Dr. Manisha Singh, HOD – Microbiology and Serology, Vijaya Diagnostic Center articulated, “We are seeing the emergence and re-emergence of disease. Human factors such as urbanization and global travel play a huge role in the spread of infectious diseases. Unplanned migration during wars or disasters, reforestation, dietary habits, multi-drug resistance are also some of the key factors in the rise of infectious diseases.
She added that Covid has been a good learning subject for all of us and we have also seen new variants and this is due to either reassortment of mutations or recombination in viruses. She said that communication of information and education are three crucial aspects. There is a need to raise awareness and add that social media can be used to spread correct information about infectious diseases. “Prevention is better than cure. We should be vaccinated against all available infections. Information, education and communication are important in mitigating the pandemic,” said Dr Manisha Singh.
Dr. Neha Rathor, Consultant Microbiologist, Senior Quality Manager HICC Chairman, QRG Medicare “Preparing for any pandemic is a huge challenge. The most important preparation is to strengthen basic infrastructure and health infrastructure. In addition, you have to work with a lot of agility to mitigate a disaster by communicating well. We can also provide quick vaccinations and also focus on routine vaccinations. Building diagnostic capacity can also help contain the outbreak or pandemic.
She affirmed that when a pandemic starts, we are required to work with great agility. “So we have to put out the sparks and prevent them from spreading further.

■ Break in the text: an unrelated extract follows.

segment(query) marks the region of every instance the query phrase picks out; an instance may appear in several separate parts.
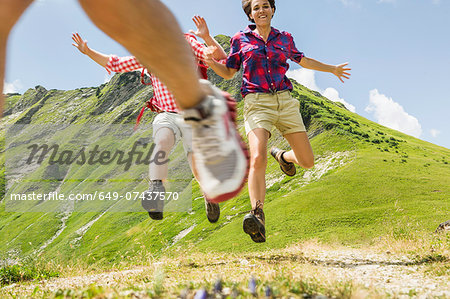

And that requires a lot of public messaging and coordinated efforts from all agencies. Prompt communication will help reduce infectious diseases,” she added. “The Arogya Setu app is a very good example of using technology to provide solutions and predictions. The use of wearable devices also increased after the pandemic and helped predict and prevent pandemics,” commented Dr. Neha Rathor.
Dr Disha Bhatia, Country Manager, Microbiology and Serology, CORE Diagnostics said: “We have all launched tech-intensive solutions thanks to covid. From test platform to reporting, we quickly moved towards automation. However, AI-based solutions that look at the whole supply chain scenario holistically are needed for better access to a wider population. She said there is a need to embrace AI-based solutions that take a holistic look at the whole supply chain picture. “The time between data collection and the dissemination of information that can guide public health measures needs to be improved.” Dr. Disha Bhatia rang.
Sukrut Jobanputra, Director, Institute of Advanced Genomics and Laboratory Medicine, (LABASSURE) said: “Using genomics technology, we can study pathogens at a molecular level which is the basis of research. However, genomics must be used in integration with other technologies. We will see an improvement in the infrastructure of genomic capabilities in the times to come. He further stated that predicting the future is always very risky. There must be a continuous strengthening of our technical capacities. After the pandemic is over, health care is not getting the attention it deserves. “We also need to improve dialogue and interaction between different stakeholders. There also needs to be a more free and fair exchange of information between different stakeholders in formal or informal forums. Also, the pricing of the tests requires a lot more dialogue and discussion,” shared Sukrut Jobanputra.